What we uncover in doing so is a significant and previously little understood technical paradigm shift in artificial intelligence research that continues to shape the ideological function of these models. Their capabilities, we argue, are closely tied to the rise of a specific machine learning technique called “embedding”, a technique that has not been studied from the perspective of critical artificial intelligence studies so far. Embeddings, starting in the 1990s, are thought of, and implemented as an abstract geometry for not only representing, but producing knowledge – a development that, surprisingly, is described by the computer scientists themselves as a post-structuralist turn. Vector mathematics – of the kind employed in the famous analogy query of natural language processing, “men + king = woman + ?” – is imagined as a mathematical tool to transcend the training data and reintroduce meaning into the embedding space. While, on the surface, it seems like technocratic notions of human intelligence determine the claim to power of artificial intelligence, it is in fact this epistemic shift that historically structures it. It is thus the epistemology of embedding that ends up shaping, even determining, the epistemology of artificial intelligence in general.

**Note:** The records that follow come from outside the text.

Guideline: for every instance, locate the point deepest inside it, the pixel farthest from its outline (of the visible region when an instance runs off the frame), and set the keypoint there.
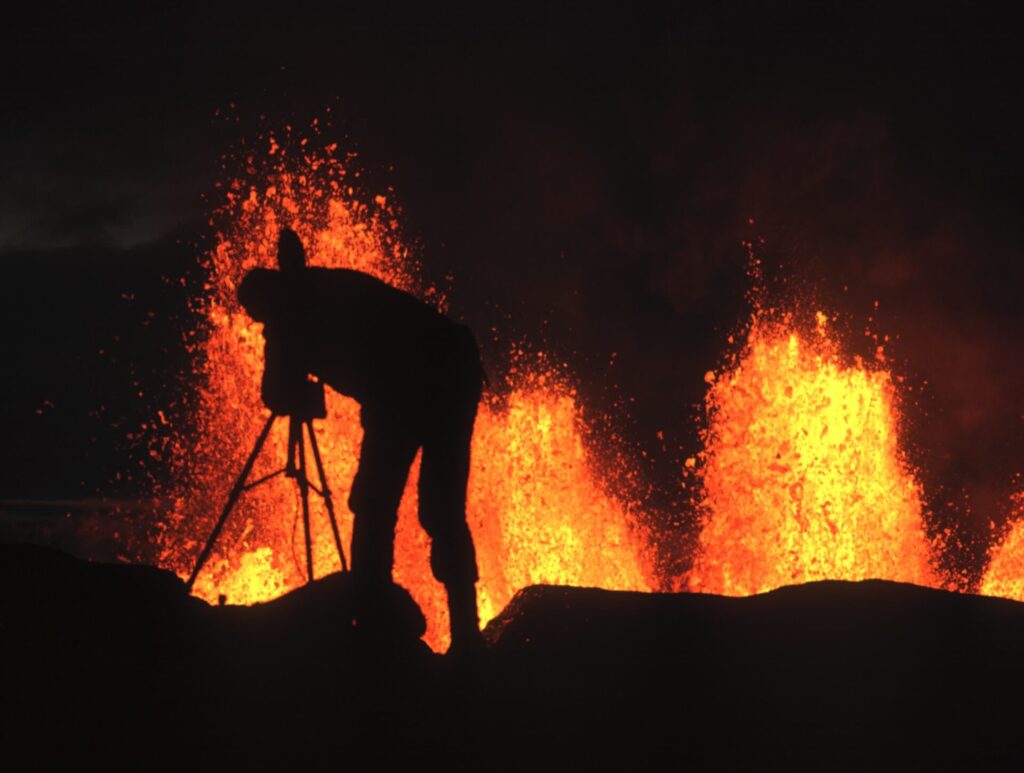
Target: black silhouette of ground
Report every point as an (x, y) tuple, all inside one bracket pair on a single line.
[(114, 667)]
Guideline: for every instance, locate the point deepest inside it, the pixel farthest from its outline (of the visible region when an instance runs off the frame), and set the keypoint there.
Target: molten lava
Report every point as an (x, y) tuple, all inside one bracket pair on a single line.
[(802, 474), (538, 511), (1005, 574)]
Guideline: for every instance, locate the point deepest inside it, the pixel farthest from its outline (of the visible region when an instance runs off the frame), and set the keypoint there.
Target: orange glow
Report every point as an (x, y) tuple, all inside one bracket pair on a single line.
[(1005, 574), (802, 474), (537, 510)]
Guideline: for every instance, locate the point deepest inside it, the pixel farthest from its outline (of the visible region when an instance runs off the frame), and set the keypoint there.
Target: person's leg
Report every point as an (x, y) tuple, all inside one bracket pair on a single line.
[(388, 451), (443, 475)]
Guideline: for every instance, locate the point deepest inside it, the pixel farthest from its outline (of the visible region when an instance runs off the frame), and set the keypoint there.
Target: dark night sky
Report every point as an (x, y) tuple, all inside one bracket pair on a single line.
[(587, 176)]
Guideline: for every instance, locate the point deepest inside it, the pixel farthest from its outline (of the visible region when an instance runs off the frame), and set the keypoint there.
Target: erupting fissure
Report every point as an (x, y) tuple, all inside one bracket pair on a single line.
[(537, 509), (802, 476)]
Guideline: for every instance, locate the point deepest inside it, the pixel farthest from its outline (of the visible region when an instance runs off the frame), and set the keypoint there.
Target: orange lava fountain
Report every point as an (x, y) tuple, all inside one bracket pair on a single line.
[(802, 475), (537, 509), (1005, 573)]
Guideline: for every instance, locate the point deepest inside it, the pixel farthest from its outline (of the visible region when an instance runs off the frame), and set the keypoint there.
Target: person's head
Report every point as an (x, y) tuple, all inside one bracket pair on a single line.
[(259, 294), (291, 254)]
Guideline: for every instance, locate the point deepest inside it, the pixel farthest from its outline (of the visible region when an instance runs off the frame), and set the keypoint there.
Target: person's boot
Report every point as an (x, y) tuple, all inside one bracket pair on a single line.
[(467, 641)]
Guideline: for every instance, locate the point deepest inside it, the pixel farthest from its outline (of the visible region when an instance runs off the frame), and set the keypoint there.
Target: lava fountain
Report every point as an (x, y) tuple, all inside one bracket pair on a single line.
[(1005, 574), (802, 476), (537, 508)]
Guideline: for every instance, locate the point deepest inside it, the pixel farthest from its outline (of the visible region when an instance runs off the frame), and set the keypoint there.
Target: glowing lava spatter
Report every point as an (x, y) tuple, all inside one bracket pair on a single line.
[(537, 510), (1005, 574), (802, 474)]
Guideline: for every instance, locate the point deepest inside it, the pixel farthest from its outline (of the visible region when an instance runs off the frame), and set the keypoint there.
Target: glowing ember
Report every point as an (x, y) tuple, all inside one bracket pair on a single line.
[(802, 474), (1005, 574), (537, 510)]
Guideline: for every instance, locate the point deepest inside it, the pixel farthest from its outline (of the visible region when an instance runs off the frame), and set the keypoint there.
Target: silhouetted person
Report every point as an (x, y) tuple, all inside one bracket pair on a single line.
[(418, 378)]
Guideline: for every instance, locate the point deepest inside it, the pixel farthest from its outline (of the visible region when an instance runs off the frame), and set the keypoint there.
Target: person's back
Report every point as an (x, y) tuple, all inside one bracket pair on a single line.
[(363, 337)]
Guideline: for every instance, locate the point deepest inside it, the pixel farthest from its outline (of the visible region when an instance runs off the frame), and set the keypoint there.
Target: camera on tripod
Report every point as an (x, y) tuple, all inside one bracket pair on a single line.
[(301, 401)]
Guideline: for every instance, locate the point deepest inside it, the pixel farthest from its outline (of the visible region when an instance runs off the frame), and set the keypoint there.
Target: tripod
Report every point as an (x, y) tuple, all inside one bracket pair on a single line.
[(295, 467)]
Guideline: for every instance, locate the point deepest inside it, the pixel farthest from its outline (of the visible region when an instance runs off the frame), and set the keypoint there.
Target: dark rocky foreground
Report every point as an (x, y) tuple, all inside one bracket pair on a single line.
[(115, 667)]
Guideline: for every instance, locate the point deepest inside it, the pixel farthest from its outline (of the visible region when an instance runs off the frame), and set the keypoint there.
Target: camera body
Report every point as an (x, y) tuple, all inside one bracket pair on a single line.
[(298, 398), (308, 401)]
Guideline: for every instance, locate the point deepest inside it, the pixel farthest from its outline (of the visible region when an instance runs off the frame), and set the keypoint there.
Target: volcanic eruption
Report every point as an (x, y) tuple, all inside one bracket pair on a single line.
[(538, 510), (802, 475)]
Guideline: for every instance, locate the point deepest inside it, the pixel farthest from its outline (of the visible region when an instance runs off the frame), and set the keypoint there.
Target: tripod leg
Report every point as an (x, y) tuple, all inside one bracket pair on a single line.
[(328, 502), (303, 481), (231, 499)]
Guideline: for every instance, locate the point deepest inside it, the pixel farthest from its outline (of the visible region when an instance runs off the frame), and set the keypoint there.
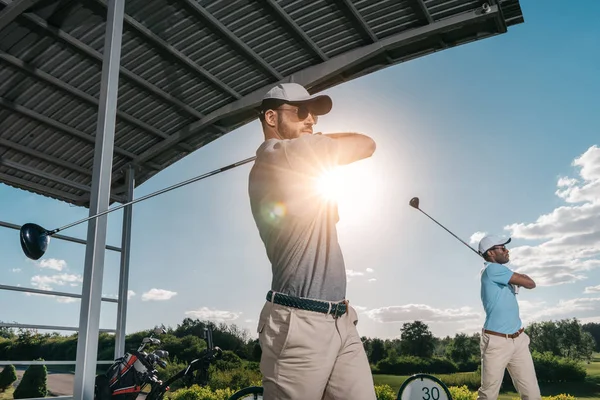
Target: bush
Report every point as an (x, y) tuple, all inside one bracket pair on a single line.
[(414, 365), (7, 377), (462, 393), (235, 379), (33, 383), (550, 368), (196, 392), (472, 380), (384, 392)]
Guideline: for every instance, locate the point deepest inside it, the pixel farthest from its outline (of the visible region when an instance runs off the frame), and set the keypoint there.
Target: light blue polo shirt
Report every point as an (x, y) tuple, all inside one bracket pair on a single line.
[(499, 299)]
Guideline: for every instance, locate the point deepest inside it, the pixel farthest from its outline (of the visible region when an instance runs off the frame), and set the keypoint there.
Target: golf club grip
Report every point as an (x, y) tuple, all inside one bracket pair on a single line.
[(447, 230), (165, 190)]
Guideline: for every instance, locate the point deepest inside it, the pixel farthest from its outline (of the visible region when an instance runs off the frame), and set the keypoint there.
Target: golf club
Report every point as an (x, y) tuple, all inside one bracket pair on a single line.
[(414, 202), (35, 239)]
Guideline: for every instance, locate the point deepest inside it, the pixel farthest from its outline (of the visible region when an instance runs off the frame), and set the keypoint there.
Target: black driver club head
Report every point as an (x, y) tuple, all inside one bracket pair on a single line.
[(34, 240), (414, 202)]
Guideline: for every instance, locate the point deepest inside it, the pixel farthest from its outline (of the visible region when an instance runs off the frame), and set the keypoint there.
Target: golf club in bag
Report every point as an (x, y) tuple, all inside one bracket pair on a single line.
[(414, 203), (35, 239)]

We show how this technical-ideological turn in machine learning eventually leads to the multimodal models of today, models that seem to transcend the media boundaries of the objects they ingest. Text, image, and audio can all be represented by the same model, as just another embedding. We theorize this tendency towards media collapse – a centrifugal pull of commensurability that dissolves media-specific cultural objects into embeddings – as the rise of neural exchange value: value that specific cultural objects obtain once they become part of a multimodal embedding space. We conclude by proposing the study of embedding spaces, and their machine visual culture, as a necessary complement to the study of datasets.